The molecular mechanisms described in this review—including activation of the Nrf2/Keap1 pathway, inhibition of NF-κB, persulfidation of key proteins, activation of ion channels, and modulation of HDACs and sirtuins—provide a solid physiological basis that explains the clinical effects observed. This knowledge has allowed us to transcend the classic empiricism of balneotherapy, providing it with a rigorous scientific foundation that legitimizes its use within integrative medicine and modern pharmacology.

Likewise, the epigenetic activity of H₂S, with implications for aging, cell repair, and metabolic regulation, opens new research avenues toward its application in regenerative medicine, oncology, neuroprotection, and healthy longevity. In the same way, the development of controlled-release pharmacological H₂S donors and the incorporation of cosmetic strategies based on this gasotransmitter broaden its therapeutic horizons beyond the spa setting.

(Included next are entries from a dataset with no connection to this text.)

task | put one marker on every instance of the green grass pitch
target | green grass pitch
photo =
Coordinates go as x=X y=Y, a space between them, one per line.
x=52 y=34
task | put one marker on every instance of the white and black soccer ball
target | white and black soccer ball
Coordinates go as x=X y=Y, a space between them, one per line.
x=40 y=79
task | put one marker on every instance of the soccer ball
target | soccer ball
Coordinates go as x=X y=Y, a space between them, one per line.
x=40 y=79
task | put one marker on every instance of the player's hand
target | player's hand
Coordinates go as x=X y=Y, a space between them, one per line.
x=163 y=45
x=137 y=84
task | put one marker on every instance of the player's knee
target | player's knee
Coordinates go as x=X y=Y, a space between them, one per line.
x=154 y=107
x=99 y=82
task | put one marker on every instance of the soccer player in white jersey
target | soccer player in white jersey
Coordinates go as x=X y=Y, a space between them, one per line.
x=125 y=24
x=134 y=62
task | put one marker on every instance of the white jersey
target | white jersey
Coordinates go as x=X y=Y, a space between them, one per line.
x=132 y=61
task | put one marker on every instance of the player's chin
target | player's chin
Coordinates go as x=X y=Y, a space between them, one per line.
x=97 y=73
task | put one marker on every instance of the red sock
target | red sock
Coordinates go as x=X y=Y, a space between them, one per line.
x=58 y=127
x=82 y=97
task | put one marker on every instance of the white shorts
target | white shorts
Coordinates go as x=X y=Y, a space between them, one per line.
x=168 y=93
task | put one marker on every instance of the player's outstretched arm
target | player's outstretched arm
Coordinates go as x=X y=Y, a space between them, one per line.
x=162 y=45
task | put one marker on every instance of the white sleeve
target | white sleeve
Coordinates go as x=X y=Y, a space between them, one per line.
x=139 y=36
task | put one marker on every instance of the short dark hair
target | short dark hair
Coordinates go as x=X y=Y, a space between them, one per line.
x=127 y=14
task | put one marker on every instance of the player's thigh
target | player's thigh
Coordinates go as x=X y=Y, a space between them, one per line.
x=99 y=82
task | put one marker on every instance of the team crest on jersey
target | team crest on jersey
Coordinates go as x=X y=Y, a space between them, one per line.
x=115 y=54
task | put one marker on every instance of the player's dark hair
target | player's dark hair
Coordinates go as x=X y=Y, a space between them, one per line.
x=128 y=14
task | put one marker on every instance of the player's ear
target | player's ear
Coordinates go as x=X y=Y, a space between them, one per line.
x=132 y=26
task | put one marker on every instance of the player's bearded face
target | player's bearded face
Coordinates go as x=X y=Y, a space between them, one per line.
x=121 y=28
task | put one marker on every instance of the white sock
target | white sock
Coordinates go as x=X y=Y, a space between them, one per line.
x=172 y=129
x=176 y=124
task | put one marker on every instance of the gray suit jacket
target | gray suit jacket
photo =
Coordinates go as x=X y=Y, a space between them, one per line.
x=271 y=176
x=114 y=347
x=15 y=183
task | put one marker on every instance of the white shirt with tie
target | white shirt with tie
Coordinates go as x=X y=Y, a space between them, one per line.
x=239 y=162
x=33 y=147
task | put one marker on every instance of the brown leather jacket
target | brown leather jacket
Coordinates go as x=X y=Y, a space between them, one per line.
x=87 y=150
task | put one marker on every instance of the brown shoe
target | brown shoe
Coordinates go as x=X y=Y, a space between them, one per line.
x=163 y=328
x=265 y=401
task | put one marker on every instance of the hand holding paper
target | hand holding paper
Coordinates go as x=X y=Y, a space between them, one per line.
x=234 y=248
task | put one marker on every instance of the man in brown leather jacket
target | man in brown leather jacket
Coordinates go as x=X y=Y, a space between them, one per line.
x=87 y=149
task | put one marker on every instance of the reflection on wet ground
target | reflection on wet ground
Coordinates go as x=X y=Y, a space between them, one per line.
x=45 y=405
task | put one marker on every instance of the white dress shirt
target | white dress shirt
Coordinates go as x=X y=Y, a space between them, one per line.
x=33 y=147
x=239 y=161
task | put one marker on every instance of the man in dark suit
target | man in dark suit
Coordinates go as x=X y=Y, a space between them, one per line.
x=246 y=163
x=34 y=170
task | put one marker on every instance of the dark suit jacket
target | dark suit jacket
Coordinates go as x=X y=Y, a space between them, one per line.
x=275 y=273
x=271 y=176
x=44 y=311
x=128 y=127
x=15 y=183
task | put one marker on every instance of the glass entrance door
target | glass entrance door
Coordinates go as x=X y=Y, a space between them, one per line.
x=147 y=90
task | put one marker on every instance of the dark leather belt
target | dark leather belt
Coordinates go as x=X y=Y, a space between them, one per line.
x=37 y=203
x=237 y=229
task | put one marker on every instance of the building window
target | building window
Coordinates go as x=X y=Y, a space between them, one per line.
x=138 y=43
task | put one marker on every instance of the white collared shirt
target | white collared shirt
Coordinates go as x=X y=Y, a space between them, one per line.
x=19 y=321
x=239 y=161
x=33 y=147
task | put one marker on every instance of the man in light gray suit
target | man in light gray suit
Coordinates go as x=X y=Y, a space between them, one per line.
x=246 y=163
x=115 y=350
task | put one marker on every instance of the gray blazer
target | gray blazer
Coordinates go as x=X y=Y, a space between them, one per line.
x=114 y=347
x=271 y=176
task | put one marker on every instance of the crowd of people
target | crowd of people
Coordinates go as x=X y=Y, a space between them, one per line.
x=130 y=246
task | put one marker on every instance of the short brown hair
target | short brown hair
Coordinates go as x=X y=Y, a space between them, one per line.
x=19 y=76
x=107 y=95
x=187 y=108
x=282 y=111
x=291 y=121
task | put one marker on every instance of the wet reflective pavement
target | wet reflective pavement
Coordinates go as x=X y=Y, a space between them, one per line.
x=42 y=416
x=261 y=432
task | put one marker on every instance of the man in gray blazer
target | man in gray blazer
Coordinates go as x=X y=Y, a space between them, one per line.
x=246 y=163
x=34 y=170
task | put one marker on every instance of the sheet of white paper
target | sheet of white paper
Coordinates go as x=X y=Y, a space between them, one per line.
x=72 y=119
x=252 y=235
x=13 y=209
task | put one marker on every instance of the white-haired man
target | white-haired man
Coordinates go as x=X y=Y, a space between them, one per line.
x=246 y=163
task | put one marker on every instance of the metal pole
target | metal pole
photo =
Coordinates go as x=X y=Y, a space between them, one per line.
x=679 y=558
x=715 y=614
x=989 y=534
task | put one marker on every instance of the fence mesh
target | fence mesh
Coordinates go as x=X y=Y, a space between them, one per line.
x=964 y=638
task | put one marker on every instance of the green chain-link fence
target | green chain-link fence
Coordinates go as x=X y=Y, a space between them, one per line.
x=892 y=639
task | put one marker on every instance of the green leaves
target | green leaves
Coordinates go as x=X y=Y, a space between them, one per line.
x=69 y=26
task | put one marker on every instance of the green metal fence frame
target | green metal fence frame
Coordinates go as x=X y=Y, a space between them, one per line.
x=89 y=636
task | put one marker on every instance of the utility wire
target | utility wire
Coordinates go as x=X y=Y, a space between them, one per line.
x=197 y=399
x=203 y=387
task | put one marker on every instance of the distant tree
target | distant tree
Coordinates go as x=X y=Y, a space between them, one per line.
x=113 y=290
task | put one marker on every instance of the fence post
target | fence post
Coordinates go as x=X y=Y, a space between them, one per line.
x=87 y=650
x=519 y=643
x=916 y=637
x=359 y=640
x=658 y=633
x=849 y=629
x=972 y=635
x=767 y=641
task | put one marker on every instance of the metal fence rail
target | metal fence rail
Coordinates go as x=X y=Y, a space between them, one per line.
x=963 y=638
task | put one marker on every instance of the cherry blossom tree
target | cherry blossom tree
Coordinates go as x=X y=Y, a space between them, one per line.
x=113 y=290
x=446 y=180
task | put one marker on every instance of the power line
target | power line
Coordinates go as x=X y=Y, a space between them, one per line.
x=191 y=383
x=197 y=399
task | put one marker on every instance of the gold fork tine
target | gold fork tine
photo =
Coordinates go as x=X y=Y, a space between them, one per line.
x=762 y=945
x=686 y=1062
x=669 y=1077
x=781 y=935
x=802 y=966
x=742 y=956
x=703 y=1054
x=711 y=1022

In conclusion, H₂S should be understood as a hinge molecule between redox biology, cellular signaling, and epigenetics, with notable translational potential in various areas of medicine and cosmetics. Balneotherapy with sulfurous waters is not only a historical therapeutic heritage but also emerges as a contemporary and future tool for the prevention and treatment of multiple pathologies, provided that clinical protocols grounded in current scientific knowledge are applied. However, several limitations should be considered. The heterogeneity of sulfurous waters introduces multiple variables—H₂S/HS⁻ equilibrium, pH, temperature, aeration, accompanying ions, polysulfides, and other gases—that can modify bioavailability. Effective H₂S doses at the site of action and the impact of different routes of administration during therapeutic applications are seldom known. Further work is needed to characterize these singularities in order to establish more specific protocols for sulfurous waters and to facilitate their translation to clinical practice.